The Gustave Roussy Institute demonstrates the benefits of targeted dual therapy in the treatment of metastatic melanoma. A first for this type of cancer that is difficult to treat.
Cutaneous melanoma is one of the cancers whose incidence and mortality have risen sharply since the 1980s, in particular because of our exposure to the sun and UV tanning centers, which drain our sun capital and promote the appearance of cancerous lesions. In 2017, 15,404 melanomas were diagnosed in France and 1,783 deaths were deplored.
A clinical trial led by the Institut Gustave Roussy, presented at the congress of theAmerican Society of Clinical Oncology (ASCO) and published simultaneously in the New England Journal of Medicine, demonstrates the benefits of targeted dual therapy in the treatment of metastatic melanoma with a BRAF V600 mutation.
This mutation of the gene called “BRAF”, plays a role in the very rapid proliferation of tumor cells. It makes this type of melanoma difficult to treat. Until the introduction of this dual therapy, metastatic melanoma had a very unfavorable prognosis.
Benefits confirmed at four and five years
But the combination of dabrafenib and trametinib, two anti-cancer drugs that target an intracellular signaling pathway specifically involved in the cancerous process, seems to prolong progression-free survival and improve the overall survival of many patients. Data from 563 patients with metastatic melanoma with a BRAF mutation receiving two daily doses of 150 mg dabrafenib and one daily dose of trametinib 2 mg were analyzed.
“The first results at three years (…) published in 2017, showed that the disease had not progressed in 23% of patients and that 44% were still alive”, specifies the Gustave Roussy Institute in a communicated.
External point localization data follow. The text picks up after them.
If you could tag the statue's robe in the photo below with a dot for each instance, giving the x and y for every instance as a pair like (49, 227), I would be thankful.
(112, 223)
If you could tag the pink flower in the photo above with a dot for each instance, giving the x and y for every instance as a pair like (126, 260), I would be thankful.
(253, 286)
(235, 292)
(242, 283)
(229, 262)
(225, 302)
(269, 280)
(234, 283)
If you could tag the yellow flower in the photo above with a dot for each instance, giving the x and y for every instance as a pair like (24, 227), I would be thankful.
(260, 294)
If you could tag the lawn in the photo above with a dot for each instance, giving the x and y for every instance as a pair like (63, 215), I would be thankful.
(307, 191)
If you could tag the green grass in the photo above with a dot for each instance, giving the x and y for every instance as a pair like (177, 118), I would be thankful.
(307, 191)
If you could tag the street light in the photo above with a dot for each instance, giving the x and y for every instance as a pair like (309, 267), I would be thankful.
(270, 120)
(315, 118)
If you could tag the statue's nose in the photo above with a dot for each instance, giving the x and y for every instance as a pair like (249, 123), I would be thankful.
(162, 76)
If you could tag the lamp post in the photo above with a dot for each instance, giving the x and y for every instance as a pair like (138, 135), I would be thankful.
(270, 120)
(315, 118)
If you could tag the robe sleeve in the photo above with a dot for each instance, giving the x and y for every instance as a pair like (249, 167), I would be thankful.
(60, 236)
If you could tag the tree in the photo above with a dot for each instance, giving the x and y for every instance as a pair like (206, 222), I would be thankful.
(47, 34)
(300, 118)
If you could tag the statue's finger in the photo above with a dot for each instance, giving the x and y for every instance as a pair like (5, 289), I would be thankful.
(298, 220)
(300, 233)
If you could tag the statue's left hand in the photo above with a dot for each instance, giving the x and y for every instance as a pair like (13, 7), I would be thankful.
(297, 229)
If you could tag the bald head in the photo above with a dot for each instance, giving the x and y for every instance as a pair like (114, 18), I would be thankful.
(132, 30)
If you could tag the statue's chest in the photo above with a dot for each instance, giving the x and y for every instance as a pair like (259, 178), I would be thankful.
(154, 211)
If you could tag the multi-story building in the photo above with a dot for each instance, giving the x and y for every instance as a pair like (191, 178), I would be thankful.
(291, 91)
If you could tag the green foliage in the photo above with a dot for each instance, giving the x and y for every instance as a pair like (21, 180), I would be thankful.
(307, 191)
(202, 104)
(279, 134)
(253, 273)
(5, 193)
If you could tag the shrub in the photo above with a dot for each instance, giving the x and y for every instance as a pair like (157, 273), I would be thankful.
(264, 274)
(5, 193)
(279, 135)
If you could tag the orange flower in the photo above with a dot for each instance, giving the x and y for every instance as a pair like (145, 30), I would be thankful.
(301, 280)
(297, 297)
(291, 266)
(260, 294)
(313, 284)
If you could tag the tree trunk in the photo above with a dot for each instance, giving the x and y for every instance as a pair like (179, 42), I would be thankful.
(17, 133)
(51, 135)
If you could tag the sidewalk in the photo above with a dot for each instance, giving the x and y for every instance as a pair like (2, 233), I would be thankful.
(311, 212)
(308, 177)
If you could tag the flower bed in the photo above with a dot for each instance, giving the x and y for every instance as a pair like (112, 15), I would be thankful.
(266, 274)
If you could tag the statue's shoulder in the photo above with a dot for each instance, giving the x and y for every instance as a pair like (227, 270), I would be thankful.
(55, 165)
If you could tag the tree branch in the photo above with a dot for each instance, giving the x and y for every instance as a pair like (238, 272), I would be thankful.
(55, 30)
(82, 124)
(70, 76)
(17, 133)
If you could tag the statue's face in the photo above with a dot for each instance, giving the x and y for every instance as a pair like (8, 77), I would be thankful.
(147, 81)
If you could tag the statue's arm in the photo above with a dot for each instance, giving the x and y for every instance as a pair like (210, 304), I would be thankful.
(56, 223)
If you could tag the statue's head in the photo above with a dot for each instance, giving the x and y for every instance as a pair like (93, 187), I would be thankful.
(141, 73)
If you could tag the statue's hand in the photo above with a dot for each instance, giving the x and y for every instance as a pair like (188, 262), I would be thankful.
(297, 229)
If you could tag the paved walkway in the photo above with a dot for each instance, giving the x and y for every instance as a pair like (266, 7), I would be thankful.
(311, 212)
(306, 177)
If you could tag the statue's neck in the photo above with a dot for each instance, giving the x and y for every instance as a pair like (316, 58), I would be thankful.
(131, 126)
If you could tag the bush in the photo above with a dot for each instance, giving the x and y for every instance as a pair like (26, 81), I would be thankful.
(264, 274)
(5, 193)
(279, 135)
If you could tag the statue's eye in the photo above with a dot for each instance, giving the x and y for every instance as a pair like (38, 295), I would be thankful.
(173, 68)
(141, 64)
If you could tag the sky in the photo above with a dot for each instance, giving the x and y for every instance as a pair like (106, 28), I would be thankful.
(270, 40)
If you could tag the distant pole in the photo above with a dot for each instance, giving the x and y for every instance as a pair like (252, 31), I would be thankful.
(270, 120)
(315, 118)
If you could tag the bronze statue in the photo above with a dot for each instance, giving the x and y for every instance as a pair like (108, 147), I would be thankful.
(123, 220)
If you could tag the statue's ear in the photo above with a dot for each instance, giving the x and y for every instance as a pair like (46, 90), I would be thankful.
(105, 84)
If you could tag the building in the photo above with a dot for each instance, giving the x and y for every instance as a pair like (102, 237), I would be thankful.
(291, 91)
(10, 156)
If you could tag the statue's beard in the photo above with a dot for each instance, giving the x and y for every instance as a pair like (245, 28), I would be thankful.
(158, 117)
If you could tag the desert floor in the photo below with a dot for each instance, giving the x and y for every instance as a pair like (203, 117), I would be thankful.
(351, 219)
In this new study, “these benefits are confirmed at four and five years with stabilized disease in 21 and 19% of patients respectively, and overall survival rates reaching 37 and 34%”.
Disparities between patients
However, the researchers observed disparities among the patients, depending on the number of metastases and the levels of serum LDH (lactatodehydrogenases, enzymes whose high level indicates the aggressiveness of the melanoma).
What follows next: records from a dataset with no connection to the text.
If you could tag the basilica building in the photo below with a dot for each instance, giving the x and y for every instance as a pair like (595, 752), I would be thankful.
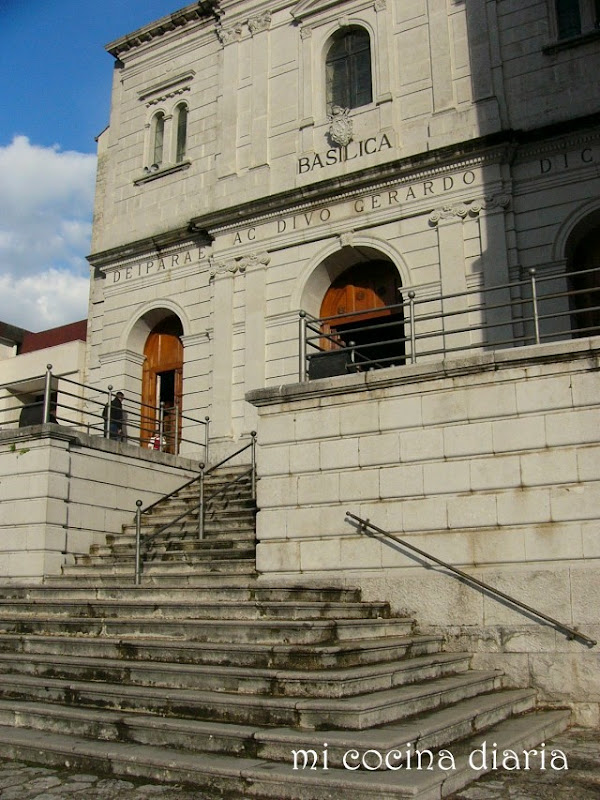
(369, 230)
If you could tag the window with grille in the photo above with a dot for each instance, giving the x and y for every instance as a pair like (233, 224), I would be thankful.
(348, 69)
(181, 144)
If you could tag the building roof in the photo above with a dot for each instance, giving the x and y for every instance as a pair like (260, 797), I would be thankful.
(74, 331)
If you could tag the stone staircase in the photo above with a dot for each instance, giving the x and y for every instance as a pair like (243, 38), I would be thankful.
(206, 674)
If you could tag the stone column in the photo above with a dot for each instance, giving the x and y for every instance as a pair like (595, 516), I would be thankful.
(441, 63)
(259, 27)
(227, 160)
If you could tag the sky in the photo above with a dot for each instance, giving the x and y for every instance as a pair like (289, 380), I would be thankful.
(56, 80)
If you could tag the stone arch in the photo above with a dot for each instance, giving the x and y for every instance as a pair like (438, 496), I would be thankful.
(582, 257)
(156, 337)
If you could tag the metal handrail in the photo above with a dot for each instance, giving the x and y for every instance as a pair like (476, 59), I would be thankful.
(523, 303)
(203, 500)
(572, 633)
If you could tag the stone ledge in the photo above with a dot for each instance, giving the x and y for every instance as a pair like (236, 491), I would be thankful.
(528, 356)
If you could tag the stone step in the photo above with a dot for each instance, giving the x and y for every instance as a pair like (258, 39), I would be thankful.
(192, 609)
(433, 730)
(150, 555)
(277, 656)
(232, 537)
(355, 712)
(240, 593)
(176, 569)
(210, 630)
(250, 778)
(332, 683)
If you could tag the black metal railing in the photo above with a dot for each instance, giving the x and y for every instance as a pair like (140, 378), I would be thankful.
(203, 499)
(364, 526)
(71, 403)
(550, 307)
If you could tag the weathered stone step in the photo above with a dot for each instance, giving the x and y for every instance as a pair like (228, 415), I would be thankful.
(432, 731)
(225, 568)
(278, 656)
(345, 682)
(199, 555)
(210, 630)
(356, 712)
(250, 779)
(240, 593)
(192, 609)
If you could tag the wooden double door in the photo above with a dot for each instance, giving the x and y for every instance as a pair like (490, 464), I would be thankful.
(162, 387)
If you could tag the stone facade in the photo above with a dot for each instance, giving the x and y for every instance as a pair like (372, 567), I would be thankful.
(475, 160)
“25% of patients whose disease had not progressed had normal LDH levels, compared to only 8% in those with high levels; the overall survival rate was also considerably higher, 43% vs 16%; In those with both a normal LDH level and less than three metastatic sites, these rates were 31% and 55% respectively.
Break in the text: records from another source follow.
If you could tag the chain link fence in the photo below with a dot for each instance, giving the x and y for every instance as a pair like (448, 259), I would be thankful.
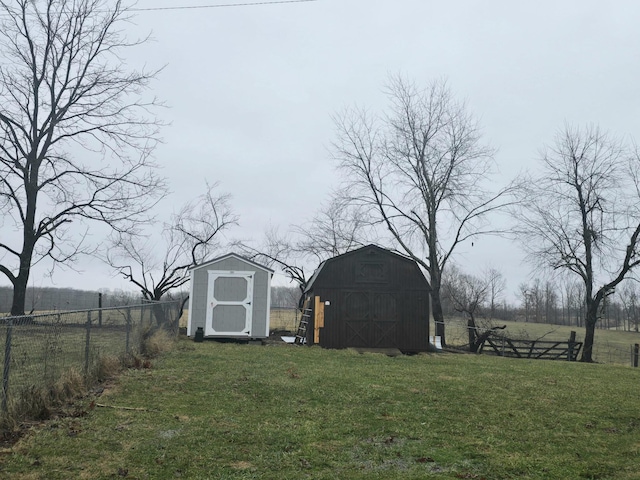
(53, 356)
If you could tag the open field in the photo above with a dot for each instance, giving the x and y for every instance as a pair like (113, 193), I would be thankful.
(611, 346)
(214, 410)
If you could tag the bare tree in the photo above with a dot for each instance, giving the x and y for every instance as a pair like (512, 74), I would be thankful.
(158, 266)
(336, 228)
(631, 305)
(75, 132)
(420, 171)
(581, 215)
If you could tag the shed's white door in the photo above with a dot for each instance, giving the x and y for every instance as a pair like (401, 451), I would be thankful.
(229, 303)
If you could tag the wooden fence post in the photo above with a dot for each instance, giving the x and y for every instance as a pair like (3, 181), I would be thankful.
(7, 366)
(571, 346)
(100, 310)
(87, 344)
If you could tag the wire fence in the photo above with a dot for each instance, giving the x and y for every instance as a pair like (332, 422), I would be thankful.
(46, 357)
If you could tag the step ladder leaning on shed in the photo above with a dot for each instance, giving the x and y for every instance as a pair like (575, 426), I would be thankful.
(301, 333)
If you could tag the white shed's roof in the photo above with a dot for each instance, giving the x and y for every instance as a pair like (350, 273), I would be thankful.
(232, 255)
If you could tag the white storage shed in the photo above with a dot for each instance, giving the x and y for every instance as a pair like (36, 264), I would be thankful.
(230, 297)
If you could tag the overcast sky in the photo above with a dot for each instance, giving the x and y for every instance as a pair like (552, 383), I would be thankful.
(251, 91)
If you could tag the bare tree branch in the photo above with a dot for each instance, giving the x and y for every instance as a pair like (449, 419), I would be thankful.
(581, 215)
(76, 131)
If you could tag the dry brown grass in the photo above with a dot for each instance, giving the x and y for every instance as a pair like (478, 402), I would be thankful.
(157, 343)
Note that thealmost all of the participants (98%) experienced adverse effects (98%), “but all were known and expected (fever, rashes, diarrhoea, etc.) different from those observed with anti-PD1 immunotherapy “. 18% of patients were still forced to interrupt their treatment.
“Nearly 20% of patients respond to this targeted dual therapy”
Overall, “an objective response is obtained in 68% of treated patients, reports the Pre Caroline Robert, Head of the Dermatology Department at Gustave Roussy. And nearly 20% of patients respond completely to this targeted dual therapy and no longer show any visible metastases after only a few months of treatment.
These good results should not, however, hide a still high death rate: 62% at the time of the data analysis. “Even if the progress made for several years is significant, we still deplore a lot of deaths at five years old”, tempers the Pre Robert, who specifies that other studies are being carried out on the subject.